I have vacuumed it out prior to HWMonitor. My pc is not hot.
Why would you say that my PSU is failing? It's brand new. I installed it 3 days ago along with my 570.
I will try to get those pics in a few.
Any other software I could try?


----------



## Tyree (May 10, 2009)

*Re: Should i get a new CPU?*



JadeStoneMusic said:


> What do you mean the GPU is bottle-necking my CPU? Like the card is too good for the processor? Or it's not good enough?
> 
> PSU: Kentcek Kentcek PSPK680
> RAM: Kingston KVR1333D3N9/4g


The CPU would be holding back the GPU.
Is the 4GB of RAM a single stick?

Your PSU is a very good suspect for the problem as well as any high temps. It's a very poor quality (cost under $30) unit and it's unlikely the 680W on the label is close to accurate.
You want to be at 620W minimum with a good quality PSU.
i.e. : SeaSonic S12II 620 Bronze 620W ATX12V V2.3 / EPS 12V V2.91 80 PLUS BRONZE Certified Active PFC Power Supply - Newegg.com


----------



## JadeStoneMusic (Aug 24, 2013)

*Re: Should i get a new CPU?*

Would this be a better PSU?
Apevia Aspire ATX IB680W BL 680W Iceberg Power Supply | eBay

RAM: 8GB (2x4gb)


----------



## Tyree (May 10, 2009)

*Re: Should i get a new CPU?*

No. it's also poor quality.
SeaSonic-XFX-Antec HGC are top quality.
The SeaSonic I linked to is a top quality unit and a very reasonable price.


----------



## JadeStoneMusic (Aug 24, 2013)

*Re: Should i get a new CPU?*

I'm sure that it is a great PSU. I will keep it in mind. One last question, because I'm trying to save all the $$ I can, what about a Corsair TX650? I found it for about 10 bucks cheaper than the SeaSonic you posted.


----------



## Masterchiefxx17 (Feb 27, 2010)

*Re: Should i get a new CPU?*

That PSU you listed above is not a great PSU. Its very low quality and should not be bought.
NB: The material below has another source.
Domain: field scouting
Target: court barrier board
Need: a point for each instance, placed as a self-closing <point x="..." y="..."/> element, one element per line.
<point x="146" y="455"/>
Seasonic or XFX branded PSUs only!

Link to the TX650?


----------



## JadeStoneMusic (Aug 24, 2013)

*Re: Should i get a new CPU?*

Corsair Enthusiast Series TX650 80 Plus Certified Power Supply CMPSU 650TX | eBay


----------



## Masterchiefxx17 (Feb 27, 2010)

*Re: Should i get a new CPU?*

Its a used PSU but that model is made by Seasonic and is higher quality.

It would do the trick.


----------



## Tyree (May 10, 2009)

*Re: Should i get a new CPU?*

Inquires about the age of the used PSU. It has a 5 yr. warranty so insure it's within the warranty period.


----------



## JadeStoneMusic (Aug 24, 2013)

*Re: Should i get a new CPU?*

Ok. I think I will order that one and let you guys know, when it come in, if it fixed my problem. Thanks for your help thus far.


----------



## Masterchiefxx17 (Feb 27, 2010)

*Re: Should i get a new CPU?*

Keep us updated.

By the way never use a vacuum again to clean your PC. You could actually build up static electricity and ruin your machine.
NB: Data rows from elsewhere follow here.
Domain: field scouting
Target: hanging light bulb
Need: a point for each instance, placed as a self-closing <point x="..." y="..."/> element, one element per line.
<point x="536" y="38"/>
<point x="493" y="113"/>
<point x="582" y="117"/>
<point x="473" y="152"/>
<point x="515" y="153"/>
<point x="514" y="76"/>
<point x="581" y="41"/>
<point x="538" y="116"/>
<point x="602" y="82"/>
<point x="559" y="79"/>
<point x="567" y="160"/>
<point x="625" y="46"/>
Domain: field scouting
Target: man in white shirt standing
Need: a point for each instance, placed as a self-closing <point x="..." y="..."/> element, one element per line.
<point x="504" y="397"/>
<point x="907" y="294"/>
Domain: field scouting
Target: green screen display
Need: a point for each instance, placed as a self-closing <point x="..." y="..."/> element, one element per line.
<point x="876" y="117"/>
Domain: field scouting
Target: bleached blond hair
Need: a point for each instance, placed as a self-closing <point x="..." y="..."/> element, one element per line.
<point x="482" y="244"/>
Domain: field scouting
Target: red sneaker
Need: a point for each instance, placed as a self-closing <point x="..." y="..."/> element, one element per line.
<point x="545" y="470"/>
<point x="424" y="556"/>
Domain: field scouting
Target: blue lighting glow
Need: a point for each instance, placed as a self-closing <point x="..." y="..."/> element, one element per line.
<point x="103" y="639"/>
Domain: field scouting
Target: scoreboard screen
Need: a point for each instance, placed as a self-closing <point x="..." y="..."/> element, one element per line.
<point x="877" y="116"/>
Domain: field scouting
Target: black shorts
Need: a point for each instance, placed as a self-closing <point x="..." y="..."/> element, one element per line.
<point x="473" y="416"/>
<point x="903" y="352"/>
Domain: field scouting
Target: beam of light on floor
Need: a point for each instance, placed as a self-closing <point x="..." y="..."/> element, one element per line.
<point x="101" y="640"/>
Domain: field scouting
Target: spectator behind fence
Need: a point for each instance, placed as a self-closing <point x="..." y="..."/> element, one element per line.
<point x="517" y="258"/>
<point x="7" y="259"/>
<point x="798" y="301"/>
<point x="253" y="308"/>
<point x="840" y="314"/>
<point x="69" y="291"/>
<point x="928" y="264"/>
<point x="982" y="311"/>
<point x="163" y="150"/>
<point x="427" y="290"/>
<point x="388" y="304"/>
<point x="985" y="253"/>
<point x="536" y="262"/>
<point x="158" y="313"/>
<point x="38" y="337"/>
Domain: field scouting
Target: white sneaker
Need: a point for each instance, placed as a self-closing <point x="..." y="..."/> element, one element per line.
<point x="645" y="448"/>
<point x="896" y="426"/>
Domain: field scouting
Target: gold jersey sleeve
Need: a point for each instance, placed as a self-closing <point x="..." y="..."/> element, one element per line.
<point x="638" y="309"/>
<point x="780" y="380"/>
Only use a air compressor or caned air.


----------



## Tyree (May 10, 2009)

*Re: Should i get a new CPU?*

Inquire about the age of the used PSU before ordering.
For $25 more, you can get a new 620W SeaSonic with a 5 yr. warranty.



Tyree said:


> SeaSonic S12II 620 Bronze 620W ATX12V V2.3 / EPS 12V V2.91 80 PLUS BRONZE Certified Active PFC Power Supply - Newegg.com


----------



## JadeStoneMusic (Aug 24, 2013)

*Re: Should i get a new CPU?*

Thanks for the tip about the vacuum. It won't happen again. I would hate to pop a stick of ram or something.
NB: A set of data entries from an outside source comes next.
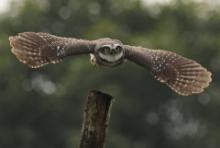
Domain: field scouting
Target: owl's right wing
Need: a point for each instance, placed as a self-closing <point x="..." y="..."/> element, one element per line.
<point x="39" y="49"/>
<point x="182" y="75"/>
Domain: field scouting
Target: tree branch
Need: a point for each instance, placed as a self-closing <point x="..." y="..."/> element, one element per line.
<point x="96" y="116"/>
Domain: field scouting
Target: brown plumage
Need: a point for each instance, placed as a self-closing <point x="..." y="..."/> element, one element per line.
<point x="182" y="75"/>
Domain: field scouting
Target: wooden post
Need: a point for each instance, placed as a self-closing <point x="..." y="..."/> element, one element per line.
<point x="95" y="122"/>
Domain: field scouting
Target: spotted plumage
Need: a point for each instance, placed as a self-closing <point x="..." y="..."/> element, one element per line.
<point x="182" y="75"/>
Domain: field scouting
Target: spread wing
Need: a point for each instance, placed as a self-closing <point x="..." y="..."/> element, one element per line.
<point x="182" y="75"/>
<point x="39" y="49"/>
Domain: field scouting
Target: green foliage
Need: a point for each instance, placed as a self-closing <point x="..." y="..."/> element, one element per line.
<point x="43" y="107"/>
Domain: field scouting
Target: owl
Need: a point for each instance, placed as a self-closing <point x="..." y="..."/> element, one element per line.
<point x="182" y="75"/>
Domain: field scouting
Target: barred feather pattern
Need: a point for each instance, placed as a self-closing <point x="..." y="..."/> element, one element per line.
<point x="182" y="75"/>
<point x="37" y="49"/>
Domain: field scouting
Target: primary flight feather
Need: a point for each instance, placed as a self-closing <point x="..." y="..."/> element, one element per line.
<point x="182" y="75"/>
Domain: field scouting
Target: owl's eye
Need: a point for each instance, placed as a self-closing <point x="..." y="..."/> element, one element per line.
<point x="118" y="48"/>
<point x="105" y="50"/>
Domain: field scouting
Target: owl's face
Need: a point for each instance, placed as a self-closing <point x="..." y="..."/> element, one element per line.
<point x="110" y="54"/>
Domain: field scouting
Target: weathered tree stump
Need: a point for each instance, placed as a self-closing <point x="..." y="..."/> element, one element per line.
<point x="96" y="118"/>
UPDATE: The PSU shipped yesterday. I haven't forgotten about it. I will let you know about my systems performance when It gets here.


----------



## JadeStoneMusic (Aug 24, 2013)

*Re: Should i get a new CPU?*

It came in. I installed it and everything is working great! Thanks for your help guys!


----------



## Tyree (May 10, 2009)

You're welcome and glad to hear all is well.


----------